Yalnız galiba bu yapılarda yaşayanlar var çünkü bacası tütüyor. Belkide bu orijinal değirmen olup diğerleri sonradan yapılanlardır.
Dünkü yağmurdan sonra gözümüz bulutlarda. Her an yağmura yakalanmaktan tedirginiz.
Fazla zaman kaybetmeyip sünnet gölüne gitmek için geri döndük.
Çubuk köyü sapağından Mudurnu yoluna çıkıp az ilerledikten sonra karşımıza bir doğa oteli çıktı. Fotoğraf için durduğumda güneşten rahatsız olan Uğur güneş kremimi istedi. Az önceki bulutlar yerlerini yakıcı bir güneşe bıraktı.

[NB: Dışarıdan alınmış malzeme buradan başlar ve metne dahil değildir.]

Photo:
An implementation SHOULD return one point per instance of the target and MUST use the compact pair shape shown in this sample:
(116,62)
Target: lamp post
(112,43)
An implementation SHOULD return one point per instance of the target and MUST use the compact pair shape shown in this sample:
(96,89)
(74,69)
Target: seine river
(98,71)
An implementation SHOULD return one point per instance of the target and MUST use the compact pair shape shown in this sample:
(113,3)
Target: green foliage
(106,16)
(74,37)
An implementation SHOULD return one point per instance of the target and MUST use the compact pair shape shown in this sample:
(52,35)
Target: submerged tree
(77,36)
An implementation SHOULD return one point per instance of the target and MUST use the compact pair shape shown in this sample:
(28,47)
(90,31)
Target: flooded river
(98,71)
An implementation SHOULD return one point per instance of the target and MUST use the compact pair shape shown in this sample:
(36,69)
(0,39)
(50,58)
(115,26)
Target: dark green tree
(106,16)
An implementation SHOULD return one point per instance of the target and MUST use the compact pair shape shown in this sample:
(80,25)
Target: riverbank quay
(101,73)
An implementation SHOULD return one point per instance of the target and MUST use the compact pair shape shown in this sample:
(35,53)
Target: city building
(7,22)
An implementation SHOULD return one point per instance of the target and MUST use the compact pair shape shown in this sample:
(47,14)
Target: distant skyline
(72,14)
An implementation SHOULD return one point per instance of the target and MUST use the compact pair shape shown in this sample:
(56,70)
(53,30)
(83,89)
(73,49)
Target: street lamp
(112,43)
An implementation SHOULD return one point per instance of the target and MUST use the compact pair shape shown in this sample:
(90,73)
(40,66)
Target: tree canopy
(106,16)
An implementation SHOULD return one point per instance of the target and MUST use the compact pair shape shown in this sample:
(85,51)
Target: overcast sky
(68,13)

Dizimdeki ağrı devam etsede doğada olmaktan mutluyum.
Tekrar yükselmeye başladık ama ne gam çevre o kadar güzel ki her şeyi unuttum.
Arkamda kalan yol.
Ve sonunda Hacıayaz geçidine ulaştım. Bu fotoğrafı sevgili Serkan'a ithaf ediyorum.
Tabela Sünnet gölünü 16 km olarak gösteriyor ve buradan daha da yükseleceğiz.
Uğurda geldi.
Erdalı biraz daha bekledikten sonra geçitte sert esen rüzgardan üşümeye başladım. Uğur sen devam et dedi. Beni bu yokuşlu yolda Erdalın 16 km yolu nasıl alacağı. Dizinin daha da kötüleşmesinden korkuyorum. Ben hareket ederken Erdalda geliyordu. Biraz sonra onlarda peşimden gelirler.
Çok hafif bir yokuşla 1200 metreye ulaştığımda yol aniden alçaldı. Kozcağız köyünün Köstebek mahallesine geldim. Köyde insan görünmüyordu.
Tesadüfen rastladığım yaşlı bir kadın karşıdaki tepeye çıkıp sola baktığımda gölü görebileceğimi söyledi. Önümde bir yokuş daha beni bekliyordu.
Henüz yokuş bitmedi ama çıktığım yolu görüntülemek için durdum.
Yokuş bittiğinde 1290 metredeydim.
Bundan sonra karşımda iniş var ama birde bu yolu gelmek düşüncesi insanın canını sıkıyor.
Sol tarafta göl görünmüyordu.
Birkaç metre bile gidemeden gölü gördüm.
Bir an önce göle kavuşmak için kendimi yokuş aşağıya saldım.
Sünnet köyü sapağında sol tarafa göle ayrılan yola sapmamla yol bozuldu. Çamurda buradan geçmek zor olur.
Sonunda göle ulaştım.
Gölün kenarında bir otel var. Burada konaklamanız, yemek yemeniz ve yan taraftaki masalarda piknik yapmanız mümkün.
Etraf pırıl pırıl.
Manzara bir tablo kadar muhteşem.
Saat öğleni geçiyordu. Yemek için otelin lokantasına girdik.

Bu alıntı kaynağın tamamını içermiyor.